Il Cane
Guido Pagliarino
Anno 1973, Torino: Il terrorismo di destra e di sinistra da anni imperversa in Italia e non farebbe di certo notizia che un uomo è stato morso da un cane, se non fosse che non soltanto ne è rimasto orrendamente ucciso un noto eroe della Resistenza decorato con medaglia d’oro nonché uno dei più alti vertici dello strategico gruppo industriale Italiavolo: inviso ai neofascisti per la prima ragione, alle Brigate Rosse, delle quali suo figlio ventunenne fa parte, per la seconda. Come se non bastasse, la vita privata della vittima non è del tutto limpida . Infine il vice questore Vittorio D’Aiazzo troverà sì la soluzione, ma solo grazie a un’intuizione del suo amico Ranieri Velli, scrittore e giornalista di cronaca nera nel glorioso, plurisecolare foglio torinese Gazzetta del Popolo.

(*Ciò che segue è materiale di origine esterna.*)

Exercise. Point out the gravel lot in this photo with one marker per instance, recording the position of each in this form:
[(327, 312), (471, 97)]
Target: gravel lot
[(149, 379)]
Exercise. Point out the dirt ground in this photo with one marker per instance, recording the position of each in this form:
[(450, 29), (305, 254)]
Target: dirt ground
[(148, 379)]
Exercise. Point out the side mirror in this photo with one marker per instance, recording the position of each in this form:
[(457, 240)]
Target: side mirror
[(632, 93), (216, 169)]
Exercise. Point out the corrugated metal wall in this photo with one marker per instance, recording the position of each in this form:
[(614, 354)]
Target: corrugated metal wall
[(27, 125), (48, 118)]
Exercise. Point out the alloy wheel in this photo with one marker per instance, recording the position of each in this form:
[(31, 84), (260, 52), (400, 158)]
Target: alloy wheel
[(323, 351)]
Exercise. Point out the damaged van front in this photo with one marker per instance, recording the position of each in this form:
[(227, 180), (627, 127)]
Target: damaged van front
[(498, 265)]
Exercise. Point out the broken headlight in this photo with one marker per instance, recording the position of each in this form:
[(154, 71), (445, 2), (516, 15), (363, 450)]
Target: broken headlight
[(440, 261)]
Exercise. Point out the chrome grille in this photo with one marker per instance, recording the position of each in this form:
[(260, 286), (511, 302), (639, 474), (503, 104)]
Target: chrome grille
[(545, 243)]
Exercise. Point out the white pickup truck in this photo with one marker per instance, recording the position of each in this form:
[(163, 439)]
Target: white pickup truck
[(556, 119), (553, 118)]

Anno 1973. Il fenomeno sociopolitico degenerativo del terrorismo, apparso in Italia verso la fine degli anni ‘60, è ormai entrato nella sua fase più tragica, gruppi armati di sinistra e di destra esercitano violenze in forme differenti ma tutte micidiali. Non farebbe di certo notizia, in tale atroce clima sociale, che un uomo è stato morso da un cane, se non fosse che non soltanto ne è rimasto orrendamente ucciso un noto eroe della Resistenza decorato con medaglia d’oro nonché uno dei più alti vertici dello strategico gruppo industriale Italiavolo: inviso ai neofascisti per la prima ragione, alle Brigate Rosse, delle quali suo figlio ventunenne fa parte, per la seconda. Le modalità della morte suggeriscono che quel cane sia stato addestrato appositamente per assassinarlo, per cui difficile è pensare senz’altro a una disgrazia, anche se la potentissima famiglia proprietaria dell’Italiavolo vorrebbe che così recitasse, il prima possibile, l’inchiesta del vice questore Vittorio D’Aiazzo, dirigente della sezione Omicidi della Questura torinese. Assassinio politico di fanatici di destra? Di estremisti di sinistra? Come se non bastassero le ambiguità, si scopre che la vita privata del morto non era del tutto limpida, come raccoglie e subito strombazza quella iena della stampa scandalistica: eccedendo, come fa notoriamente? Forse in questo caso no, dato che la stessa inchiesta di Polizia pare, a poco a poco, confermare l’esistenza di ombre, almeno per certi aspetti, nella vita privata dell’uomo. Alla fin fine però, nonostante le apparenze, non potrebbe essersi trattato solo e soltanto d’una deplorevole disgrazia? Vittorio D’Aiazzo troverà sì la soluzione, ma solo grazie a un’intuizione del suo amico Ranieri Velli, scrittore e giornalista di cronaca nera nel glorioso, plurisecolare foglio torinese Gazzetta del Popolo.